Contra Costa County v. Workers’ Comp. Appeals – Deviation of Presumed Impairment Rating

The North Carolina Industrial Commission follows a rating guide for evaluation of permanent disability and permanent physical impairment that is intended to assist physicians in evaluating workers’ compensation claims.
For example, a moderate deformity of the hip is given a total permanent impairment rating of 30 percent. A limitation of knee motion from 0 to 90 degrees is given an impairment rating of 15 percent. Quadriplegia is given a 100 percent impairment rating. These guidelines follow the recommendations set forth by the American Medical Association (AMA).

A doctor or the industrial commission may choose to deviate from these guidelines, but there has to be evidence to support that deviation. Many other state workers’ compensation systems abide by the same kinds of guidelines.

In the recent California case of Contra Costa County v. Workers’ Comp.

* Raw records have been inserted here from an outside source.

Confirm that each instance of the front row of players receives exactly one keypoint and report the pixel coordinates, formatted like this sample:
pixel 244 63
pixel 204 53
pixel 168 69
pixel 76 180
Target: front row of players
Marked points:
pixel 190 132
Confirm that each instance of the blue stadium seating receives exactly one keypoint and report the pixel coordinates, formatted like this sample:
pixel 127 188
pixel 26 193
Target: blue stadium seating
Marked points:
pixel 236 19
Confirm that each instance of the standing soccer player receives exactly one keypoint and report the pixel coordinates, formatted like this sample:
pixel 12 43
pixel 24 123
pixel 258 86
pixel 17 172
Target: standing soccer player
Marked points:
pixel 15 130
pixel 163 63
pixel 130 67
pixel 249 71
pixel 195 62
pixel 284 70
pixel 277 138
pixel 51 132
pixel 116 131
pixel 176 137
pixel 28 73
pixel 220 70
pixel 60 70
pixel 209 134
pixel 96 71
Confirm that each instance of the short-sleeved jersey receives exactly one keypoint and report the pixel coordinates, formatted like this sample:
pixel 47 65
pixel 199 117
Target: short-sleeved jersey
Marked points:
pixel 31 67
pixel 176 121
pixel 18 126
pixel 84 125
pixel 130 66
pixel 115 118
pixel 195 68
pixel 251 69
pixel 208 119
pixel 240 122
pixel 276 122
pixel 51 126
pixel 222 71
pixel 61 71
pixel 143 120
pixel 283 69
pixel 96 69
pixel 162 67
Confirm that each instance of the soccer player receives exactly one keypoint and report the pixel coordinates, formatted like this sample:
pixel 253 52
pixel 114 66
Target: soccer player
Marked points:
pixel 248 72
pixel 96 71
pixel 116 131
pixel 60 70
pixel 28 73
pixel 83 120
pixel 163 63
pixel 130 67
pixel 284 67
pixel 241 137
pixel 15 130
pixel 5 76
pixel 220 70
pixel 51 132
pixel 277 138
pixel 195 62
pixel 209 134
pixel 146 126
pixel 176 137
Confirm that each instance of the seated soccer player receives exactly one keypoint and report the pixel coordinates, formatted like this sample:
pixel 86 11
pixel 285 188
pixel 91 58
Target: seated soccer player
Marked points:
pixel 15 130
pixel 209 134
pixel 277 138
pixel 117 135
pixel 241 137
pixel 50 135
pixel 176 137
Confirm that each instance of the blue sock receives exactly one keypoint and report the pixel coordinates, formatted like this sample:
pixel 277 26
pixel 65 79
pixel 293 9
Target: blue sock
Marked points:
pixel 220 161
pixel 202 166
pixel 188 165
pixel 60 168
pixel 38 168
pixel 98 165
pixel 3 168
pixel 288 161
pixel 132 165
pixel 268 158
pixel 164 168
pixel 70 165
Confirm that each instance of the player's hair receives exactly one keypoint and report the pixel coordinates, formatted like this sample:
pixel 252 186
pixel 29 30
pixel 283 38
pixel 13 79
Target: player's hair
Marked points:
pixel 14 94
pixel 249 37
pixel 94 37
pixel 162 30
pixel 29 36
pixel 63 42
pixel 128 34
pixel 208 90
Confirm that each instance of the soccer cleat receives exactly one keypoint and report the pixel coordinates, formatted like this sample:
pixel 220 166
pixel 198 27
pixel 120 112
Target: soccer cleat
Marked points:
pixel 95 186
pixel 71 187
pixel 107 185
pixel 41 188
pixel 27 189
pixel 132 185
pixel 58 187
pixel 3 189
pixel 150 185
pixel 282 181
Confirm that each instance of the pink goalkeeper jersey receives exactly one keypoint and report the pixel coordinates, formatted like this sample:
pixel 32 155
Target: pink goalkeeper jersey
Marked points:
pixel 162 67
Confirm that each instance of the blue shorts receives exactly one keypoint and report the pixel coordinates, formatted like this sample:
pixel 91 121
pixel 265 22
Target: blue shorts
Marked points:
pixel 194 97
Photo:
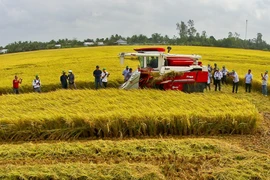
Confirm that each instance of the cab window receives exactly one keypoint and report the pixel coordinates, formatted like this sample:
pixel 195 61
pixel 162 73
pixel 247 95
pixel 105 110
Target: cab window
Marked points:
pixel 152 62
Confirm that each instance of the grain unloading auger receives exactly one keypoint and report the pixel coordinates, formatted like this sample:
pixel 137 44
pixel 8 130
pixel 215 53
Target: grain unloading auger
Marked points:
pixel 166 71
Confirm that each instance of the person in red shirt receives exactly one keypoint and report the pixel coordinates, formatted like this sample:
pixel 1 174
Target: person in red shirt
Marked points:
pixel 16 85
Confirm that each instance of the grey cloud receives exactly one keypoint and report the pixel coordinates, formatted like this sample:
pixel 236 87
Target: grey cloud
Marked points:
pixel 45 20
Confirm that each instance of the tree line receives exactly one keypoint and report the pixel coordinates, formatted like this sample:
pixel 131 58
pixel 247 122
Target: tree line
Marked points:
pixel 187 35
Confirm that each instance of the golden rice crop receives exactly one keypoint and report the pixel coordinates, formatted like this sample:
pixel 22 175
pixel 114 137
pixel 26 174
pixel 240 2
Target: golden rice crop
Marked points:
pixel 119 113
pixel 132 159
pixel 49 64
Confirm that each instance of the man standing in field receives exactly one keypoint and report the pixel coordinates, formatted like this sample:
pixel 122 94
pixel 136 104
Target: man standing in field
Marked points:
pixel 104 77
pixel 217 78
pixel 63 80
pixel 37 84
pixel 224 73
pixel 71 80
pixel 125 73
pixel 235 77
pixel 16 84
pixel 128 74
pixel 248 80
pixel 264 83
pixel 97 74
pixel 208 81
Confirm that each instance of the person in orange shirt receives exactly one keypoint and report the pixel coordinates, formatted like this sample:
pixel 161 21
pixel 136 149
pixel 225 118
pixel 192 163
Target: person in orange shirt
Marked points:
pixel 16 84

Appeals Bd., the California Court of Appeals, First Appellate District, Division Two, ruled claimant failed to present sufficient evidence to deviate from the presumed impairment rating, as set forth by the state.

According to court records, the issue was the permanent disability rating of an injured workers’ compensation applicant.

Claimant had worked for eight years as a medical records technician. She was 49, had a bachelor’s degree and also a felony conviction for possession and sale of methamphetamine. She sustained injuries to her neck and shoulder while employed by the local county. These injuries resulted in numerous surgeries and scarring.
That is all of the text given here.